Le cliché sur David Bowie est qu’il était un caméléon musical, s’adaptant au gré des modes et des tendances. Si une telle critique est trop désinvolte, il est indéniable que Bowie a fait preuve d’une remarquable capacité à percevoir les mouvements musicaux à son apogée dans les années 70. Après avoir passé plusieurs années à la fin des années 60 en tant que mod et animateur de music-hall, Bowie s’est réinventé en tant que chanteur/compositeur hippie. Avant de percer en 1972, il enregistre un disque de proto-métal et un album pop/rock, pour finalement redéfinir le glam rock avec son personnage ambigu et sexy de Ziggy Stardust. Ziggy fait de Bowie une star internationale, mais il ne se contente pas de continuer à pondre du glitter rock. Au milieu des années 70, il a développé une version effacée et sophistiquée de la Philly Soul, qu’il a surnommée « plastic soul », et qui a fini par devenir l’avant-pop inquiétante de l’album Station to Station de 1976. Peu après, il s’installe à Berlin, où il enregistre trois albums électroniques expérimentaux avec Brian Eno. À l’aube des années 80, Bowie est encore au sommet de son art, mais après son album de dance-pop Let’s Dance en 1983, il sombre lentement dans la médiocrité avant de sauver sa carrière au début des années 90. Même lorsqu’il n’était pas à la mode dans les années 80 et 90, il était clair que Bowie était l’un des musiciens les plus influents du rock, pour le meilleur et pour le pire. Chacune de ses phases dans les années 70 a donné naissance à un certain nombre de sous-genres, dont le punk, la new wave, le rock gothique, les nouveaux romantiques et l’électronique. Peu de rockeurs ont eu un impact aussi durable.

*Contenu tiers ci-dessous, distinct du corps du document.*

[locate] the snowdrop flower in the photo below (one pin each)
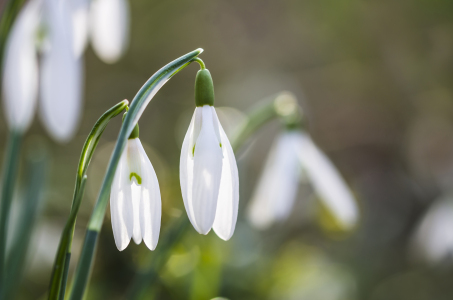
(208, 170)
(433, 239)
(293, 155)
(59, 75)
(135, 203)
(20, 68)
(109, 28)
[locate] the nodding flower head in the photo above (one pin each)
(295, 156)
(135, 202)
(208, 170)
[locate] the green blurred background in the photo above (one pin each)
(374, 80)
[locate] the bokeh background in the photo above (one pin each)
(374, 80)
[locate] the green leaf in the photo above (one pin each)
(138, 105)
(60, 272)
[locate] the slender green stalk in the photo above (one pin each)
(60, 268)
(30, 208)
(10, 166)
(139, 103)
(282, 106)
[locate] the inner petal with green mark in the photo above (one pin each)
(137, 177)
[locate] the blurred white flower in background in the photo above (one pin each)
(109, 25)
(20, 68)
(60, 74)
(294, 156)
(433, 239)
(80, 21)
(43, 26)
(58, 30)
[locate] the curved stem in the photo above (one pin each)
(138, 105)
(59, 273)
(10, 166)
(200, 62)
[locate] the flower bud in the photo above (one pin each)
(204, 88)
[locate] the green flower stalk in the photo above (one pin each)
(60, 268)
(138, 105)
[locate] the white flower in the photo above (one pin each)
(209, 175)
(109, 28)
(59, 74)
(80, 22)
(294, 154)
(277, 188)
(433, 240)
(135, 203)
(20, 69)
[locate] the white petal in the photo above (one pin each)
(79, 18)
(327, 182)
(186, 170)
(206, 173)
(135, 166)
(121, 209)
(20, 70)
(61, 76)
(228, 201)
(109, 28)
(434, 237)
(277, 187)
(150, 203)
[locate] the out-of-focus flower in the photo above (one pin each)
(109, 26)
(80, 22)
(45, 24)
(135, 201)
(306, 273)
(209, 175)
(433, 239)
(61, 74)
(293, 155)
(20, 68)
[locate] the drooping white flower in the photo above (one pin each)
(433, 239)
(209, 175)
(80, 22)
(20, 68)
(135, 202)
(45, 25)
(295, 154)
(109, 25)
(61, 74)
(327, 182)
(277, 187)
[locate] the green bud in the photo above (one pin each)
(135, 131)
(204, 88)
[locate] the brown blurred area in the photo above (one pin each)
(374, 80)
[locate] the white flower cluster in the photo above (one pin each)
(43, 59)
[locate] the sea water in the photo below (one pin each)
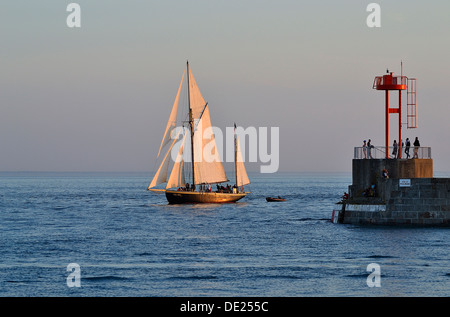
(130, 242)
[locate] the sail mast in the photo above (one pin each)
(191, 123)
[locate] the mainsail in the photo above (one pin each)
(176, 178)
(208, 167)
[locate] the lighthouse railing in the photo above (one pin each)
(379, 152)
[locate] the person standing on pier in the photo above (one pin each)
(369, 147)
(394, 153)
(416, 147)
(408, 145)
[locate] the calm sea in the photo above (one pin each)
(130, 242)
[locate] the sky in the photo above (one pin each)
(97, 98)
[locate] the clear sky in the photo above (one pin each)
(97, 98)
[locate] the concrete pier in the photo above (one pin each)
(409, 196)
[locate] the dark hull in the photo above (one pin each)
(181, 197)
(275, 199)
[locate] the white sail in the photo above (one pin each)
(172, 118)
(241, 174)
(208, 166)
(176, 178)
(197, 103)
(161, 175)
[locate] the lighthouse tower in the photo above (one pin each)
(389, 83)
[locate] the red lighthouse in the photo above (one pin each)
(398, 83)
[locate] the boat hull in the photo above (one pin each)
(181, 197)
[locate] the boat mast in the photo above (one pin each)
(235, 154)
(191, 125)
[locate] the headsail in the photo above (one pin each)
(197, 103)
(241, 174)
(171, 124)
(161, 175)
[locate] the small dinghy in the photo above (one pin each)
(275, 199)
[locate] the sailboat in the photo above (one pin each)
(204, 171)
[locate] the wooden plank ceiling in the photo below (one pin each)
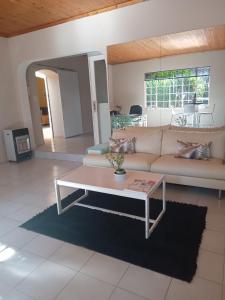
(22, 16)
(173, 44)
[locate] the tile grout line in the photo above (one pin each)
(117, 285)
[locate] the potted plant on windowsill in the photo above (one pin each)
(116, 160)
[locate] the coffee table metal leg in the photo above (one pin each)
(147, 218)
(59, 200)
(155, 222)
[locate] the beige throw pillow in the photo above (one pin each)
(193, 150)
(123, 145)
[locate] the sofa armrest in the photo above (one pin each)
(98, 149)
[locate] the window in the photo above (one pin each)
(176, 88)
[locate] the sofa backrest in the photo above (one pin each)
(148, 139)
(170, 137)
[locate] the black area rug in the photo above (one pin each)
(172, 249)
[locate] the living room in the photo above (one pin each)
(39, 258)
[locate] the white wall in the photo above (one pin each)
(128, 83)
(8, 105)
(94, 33)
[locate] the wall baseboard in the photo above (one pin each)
(3, 157)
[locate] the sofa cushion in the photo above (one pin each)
(199, 129)
(168, 164)
(170, 137)
(148, 139)
(136, 161)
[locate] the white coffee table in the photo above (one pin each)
(102, 180)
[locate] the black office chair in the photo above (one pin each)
(135, 110)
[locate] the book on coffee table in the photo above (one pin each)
(141, 185)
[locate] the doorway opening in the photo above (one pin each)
(45, 110)
(63, 117)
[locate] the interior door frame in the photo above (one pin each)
(94, 103)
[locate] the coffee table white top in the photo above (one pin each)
(102, 180)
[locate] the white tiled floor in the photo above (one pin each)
(33, 266)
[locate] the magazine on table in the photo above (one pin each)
(141, 185)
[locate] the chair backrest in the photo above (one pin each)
(135, 110)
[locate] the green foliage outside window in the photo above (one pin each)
(176, 88)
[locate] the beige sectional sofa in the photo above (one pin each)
(156, 148)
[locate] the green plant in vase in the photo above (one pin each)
(116, 160)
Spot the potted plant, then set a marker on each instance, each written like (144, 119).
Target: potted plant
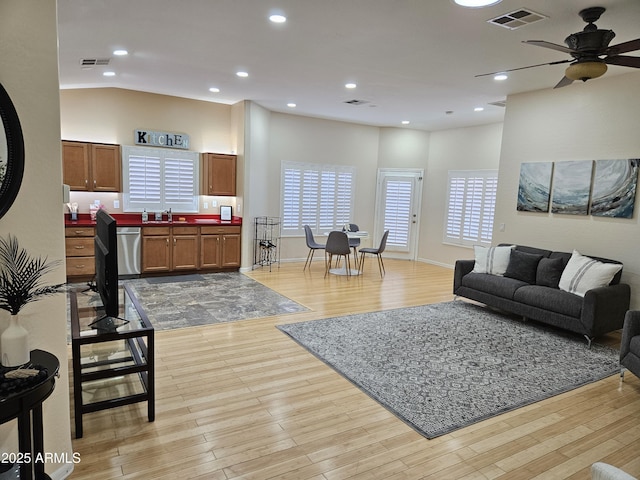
(20, 284)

David Jones a commencé à faire de la musique à l’âge de 13 ans, apprenant le saxophone alors qu’il était à la Bromley Technical High School ; un autre événement charnière s’est produit à l’école, lorsque sa pupille gauche s’est dilatée de façon permanente lors d’une bagarre dans la cour de récréation. Après avoir obtenu son diplôme à 16 ans, il travaille comme artiste commercial tout en jouant du saxophone dans un certain nombre de groupes mod, notamment les King Bees, les Manish Boys (qui comptaient également Jimmy Page comme homme de session), et Davey Jones & the Lower Third. Ces trois groupes ont sorti des singles, qui ont été généralement ignorés, mais il a continué à se produire, changeant son nom en David Bowie en 1966 après que Davy Jones des Monkees soit devenu une star internationale. Au cours de l’année 1966, il sort trois singles modulaires sur Pye Records, qui sont tous ignorés. L’année suivante, il signe avec Deram, et sort cette année-là le David Bowie de style music-hall, à la Anthony Newley. Après avoir terminé le disque, il passe plusieurs semaines dans un monastère bouddhiste écossais. Après avoir quitté le monastère, il étudie avec la troupe de mime de Lindsay Kemp et forme sa propre compagnie de mime, les Feathers, en 1969. Les Feathers sont éphémères, et il forme le groupe d’art expérimental Beckenham Arts Lab en 1969.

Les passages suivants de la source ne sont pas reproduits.